I was going to soldier on, because there were glimmers of things that I really liked: Inspector Gen, Vlade, and Charlotte, and their sleuthing what was going on around their skyscraper; the street urchins (or "water rats") scurrying about their business; Amelia transporting polar bears. But that was offset by the things I outright loathed: the pages upon pages of dry, dull financial exposition. Franklin as a POV character, period. I don't like being around shallow chauvinistic horndog finance bros, so being in the head of one was even worse -- and I've really enjoyed novels with loathsome narrators before, but this is just so dry that it's not even interesting; he's just boring. I started skimming pages, which was the first warning sign, but then I hit a brick wall of fury at this metatextual authorial fourth-wall-breaking during one of the "citizen" chapters:
But pause ever so slightly--and those of you anxious to get back to the narrating of the antics of individual humans can skip to the next chapter, and know that any more expository rants, any more info dumps (on your carpet) from this New Yorker will be printed in red ink to warn you to skip them (not)--pause, broader-minded more intellectually flexible readers, to consider why the First Pulse happened in the first place.

That aside might be tongue-in-cheek, it might be self-aware about the book's own propensity towards hideous info dumps, but that doesn't make it cute.

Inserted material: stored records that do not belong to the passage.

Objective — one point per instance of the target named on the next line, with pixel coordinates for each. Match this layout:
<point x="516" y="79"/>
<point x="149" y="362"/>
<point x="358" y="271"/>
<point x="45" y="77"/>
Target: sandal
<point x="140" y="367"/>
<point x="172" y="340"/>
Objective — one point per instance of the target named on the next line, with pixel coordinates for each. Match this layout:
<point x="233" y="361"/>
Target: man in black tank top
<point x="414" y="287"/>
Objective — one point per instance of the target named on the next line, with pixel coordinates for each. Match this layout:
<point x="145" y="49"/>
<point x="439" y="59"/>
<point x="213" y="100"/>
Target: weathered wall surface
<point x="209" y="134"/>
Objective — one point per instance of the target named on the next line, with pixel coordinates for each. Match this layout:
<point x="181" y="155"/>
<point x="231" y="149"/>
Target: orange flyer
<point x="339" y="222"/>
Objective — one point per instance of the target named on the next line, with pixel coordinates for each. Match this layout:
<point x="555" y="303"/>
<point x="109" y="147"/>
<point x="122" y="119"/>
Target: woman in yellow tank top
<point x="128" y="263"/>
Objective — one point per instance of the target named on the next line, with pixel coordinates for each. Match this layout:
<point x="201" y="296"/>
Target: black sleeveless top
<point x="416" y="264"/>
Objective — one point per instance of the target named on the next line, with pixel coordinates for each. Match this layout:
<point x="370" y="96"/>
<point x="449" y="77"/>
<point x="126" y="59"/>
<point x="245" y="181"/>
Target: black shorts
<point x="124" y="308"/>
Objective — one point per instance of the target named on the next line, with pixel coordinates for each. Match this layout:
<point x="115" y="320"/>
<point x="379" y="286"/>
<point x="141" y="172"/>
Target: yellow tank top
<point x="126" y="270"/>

It also feels incredibly smug and condescending towards the readers who do want, yanno, characters and plot. I don't appreciate being called closed-minded by the book I'm reading, so fuck this, I'm officially out. It should be possible to write a compelling post-apocalyptic world that sings out about environmental devastation without being quite so snotty about it. Kim Stanley Robinson, I just don't think you and I are compatible.